Nostradamus au service de l’élection présidentielle ? On devrait commencer par là : si les sondages politiques ont tant de succès, peut-être cela s’explique-t-il par l’irrépressible désir que nous avons tous (y compris les calvinistes de la plus stricte obédience, admettons-le…), de deviner l’avenir.

« Oui, c’est sur cette croyance dans la capacité des instituts à prédire, plusieurs semaines à l’avance, le résultat des élections, que s’est fondé le succès des sondages, explique Alexandre Dézé, maître de conférences en science politique à l’Université de Montpellier et auteur de 10 leçons sur les sondages politiques (Editions De Boeck supérieur, 144 p. 12,90 €). Si George Gallup (1901-1984) a si bien réussi, c’est parce qu’il est parvenu, contre toute attente, à prévoir la réélection de Franklin D. Roosevelt en 1936, grâce aux estimations de l’institut qu’il venait juste de créer. En France, il a fallu attendre 1965 pour que l’activité sondagière décolle : en annonçant, là encore contre toute attente, la mise en ballotage du général de Gaulle, l’IFOP, créé presque trente ans plus tôt, a donné le sentiment de disposer des clés du futur. »

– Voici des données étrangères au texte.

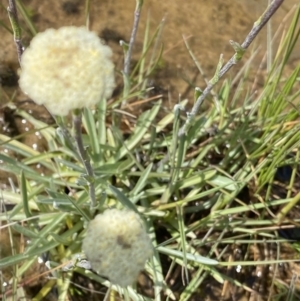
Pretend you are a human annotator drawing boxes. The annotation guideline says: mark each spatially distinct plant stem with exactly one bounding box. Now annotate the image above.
[7,0,24,64]
[178,0,284,136]
[124,0,143,76]
[73,110,96,212]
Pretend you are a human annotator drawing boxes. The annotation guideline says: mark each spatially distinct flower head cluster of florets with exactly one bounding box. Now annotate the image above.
[19,26,115,115]
[82,209,152,287]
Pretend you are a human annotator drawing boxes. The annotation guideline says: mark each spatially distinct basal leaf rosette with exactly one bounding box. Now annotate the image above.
[19,26,115,116]
[82,209,153,287]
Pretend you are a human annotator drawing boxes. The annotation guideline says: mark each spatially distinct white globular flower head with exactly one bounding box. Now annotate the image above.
[82,209,153,287]
[19,26,115,116]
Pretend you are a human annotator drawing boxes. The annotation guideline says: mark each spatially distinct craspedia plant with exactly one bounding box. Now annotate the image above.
[82,209,152,287]
[19,26,115,116]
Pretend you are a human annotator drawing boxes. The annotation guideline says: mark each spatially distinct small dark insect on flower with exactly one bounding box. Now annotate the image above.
[117,235,131,249]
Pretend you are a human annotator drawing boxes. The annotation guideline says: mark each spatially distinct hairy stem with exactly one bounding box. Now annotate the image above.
[73,110,96,211]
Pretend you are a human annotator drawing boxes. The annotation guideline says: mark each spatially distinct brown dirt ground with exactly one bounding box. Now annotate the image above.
[0,0,300,301]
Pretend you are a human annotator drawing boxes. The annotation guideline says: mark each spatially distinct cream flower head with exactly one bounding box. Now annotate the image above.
[82,209,153,287]
[19,26,115,116]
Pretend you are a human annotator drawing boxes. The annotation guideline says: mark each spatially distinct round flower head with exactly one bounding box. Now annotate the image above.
[19,26,115,115]
[82,209,152,287]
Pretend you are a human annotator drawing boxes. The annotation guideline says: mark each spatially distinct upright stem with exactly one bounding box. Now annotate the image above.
[7,0,24,64]
[73,110,96,211]
[178,0,284,136]
[124,0,143,76]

En souriant, notre politiste observe que c’est souvent sur des miracles que se fondent les religions. La fascination des responsables politiques, des journalistes et des électeurs potentiels pour les sondages s’appuie sur quelques exemples servant de références.
A ceci près que les prédictions des instituts ressemblent à s’y méprendre aux prédictions de l’horoscope. D’ailleurs, au Café du commerce, chacun s’en va répétant que les sondages disent n’importe quoi, tout en les consultant, tout en les commentant. Alors, comment comprendre cet engouement ?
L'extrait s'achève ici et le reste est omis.